The relationship of my history to my sexuality is mostly obscure. It must be understood that, although theories--many of them preposterous--abound about the reasons for an individual's unique sexual needs, none of these theories has proven to be generally valid. And so, inevitably, it is futile to try to measure a woman's sexual needs against an arbitrary and unproved standard of psychological "normalcy." Even worse, less humane, is to imagine that an individual's sexual needs have some generalizable political meaning. Dr. Ronald Moglia, the director of the graduate human sexuality program at New York University, says in an interview in Different Loving: The World of Sexual Dominance and Submission (7), "There's so much we don't know about how our sexual desires are formed. People often perceive sexual behaviors in a political manner. A lot of our behaviors are as a result of our social-cultural leaning and influences, and certainly, in women, that's a great force. But to then take that and apply it to people who act in a masochistic way--or in any other particular kind of way--makes me question how scientific the observations are, how politically biased the observations are, and what [such people] would say about the sadistic female that's appropriate and the masochistic female that's inappropriate." Nevertheless, the hostility of mainstream society, and of many feminists, to sadomasochists, and particularly to submissive women, is overwhelming.

That's one of the painful ironies of being a female submissive. Even after struggling with all the emotional confusion and political ambiguity engendered in one with strong submissive desires and finally reaching some level of internal resolution, she faces hatred and dismissal coming from most of the people among whom she must live and function. Hostility seems inevitable from an unthinking mainstream that regularly lumps sadomasochism with pederasty and bestiality as utterly beyond the pale--after all, this is the same mainstream that bathes in racism and sexism while denying both and which is rapidly and mindlessly destroying our planet. The hostility of a majority of high-profile feminists, however, is much more difficult to stomach.

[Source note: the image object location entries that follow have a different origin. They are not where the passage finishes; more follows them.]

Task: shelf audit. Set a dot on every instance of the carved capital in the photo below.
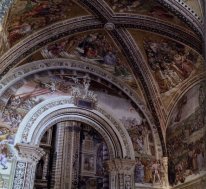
(29, 153)
(121, 166)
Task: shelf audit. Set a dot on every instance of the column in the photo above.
(164, 175)
(28, 157)
(70, 161)
(58, 156)
(121, 173)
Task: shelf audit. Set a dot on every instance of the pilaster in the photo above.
(28, 157)
(121, 173)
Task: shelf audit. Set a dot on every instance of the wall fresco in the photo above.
(186, 137)
(172, 64)
(27, 16)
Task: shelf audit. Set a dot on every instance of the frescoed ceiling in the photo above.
(152, 46)
(196, 6)
(149, 8)
(27, 16)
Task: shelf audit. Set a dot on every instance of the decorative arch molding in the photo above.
(48, 64)
(189, 85)
(55, 110)
(59, 109)
(20, 73)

Why are so many doctrinaire feminists, including some with high public profiles, so hostile to submissive women? ( Their explanations, as noted above, center around the idea that the relationships that submissive women enter promote male cultural dominance and that images of submissive women, in sadomasochistic erotica and elsewhere, promote violence toward women. In Powers of Desire: the Politics of Sexuality (9), essayist Jessica Benjamin says, "The danger has always been that women and other victims of violence will be blamed or will blame themselves for 'provoking' it. This has led to an attitude of counter-blame: the discussion of erotic domination or rational violence in which participation is voluntary or fantasized seems to some an apology for male violence in general." But the first objection--that dominant-submissive relationships promote male dominance--even if it were true (and I do not believe that it is) denies the importance of the positive experiences of submissive women like myself as we live with and live out our sexual identities. And the second objection--like similar ones raised by censors and reactionaries of many stripes and over many centuries--is unsupported by honest data and is discredited.

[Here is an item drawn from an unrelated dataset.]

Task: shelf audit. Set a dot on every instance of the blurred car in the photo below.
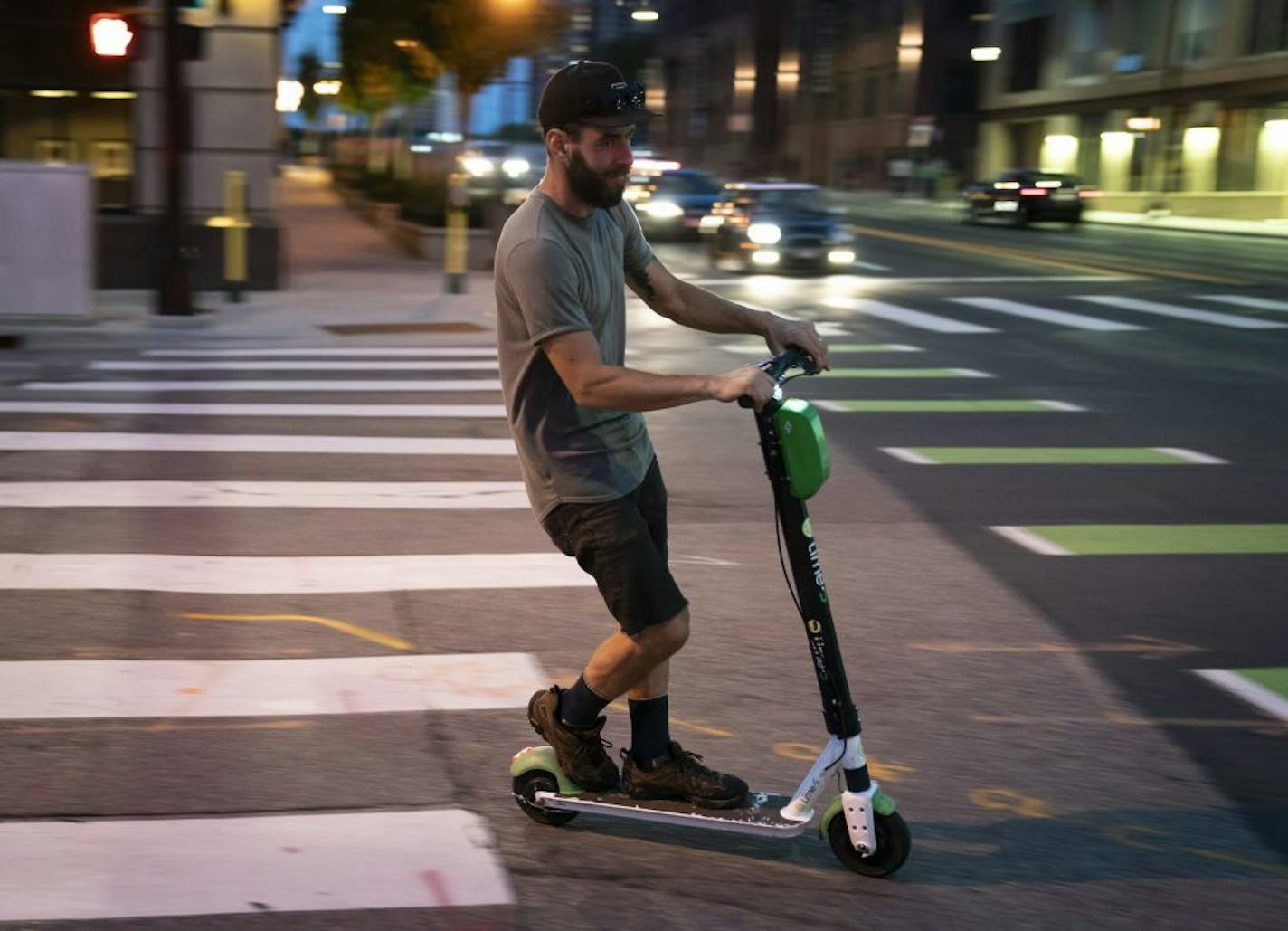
(1021, 196)
(768, 225)
(673, 204)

I suspect that a low, vile hunger for power masquerades behind all of this righteous concern over the political meaning of my or my submissive sisters' activities and for our personal welfare. There is something incredibly arrogant and frighteningly Third-Reichish about a reasoning that goes "Because my own personal opinion of this form of sexuality is that it is terribly wrong and causes harm, it is therefore terribly wrong for everyone else and should be attacked and repressed."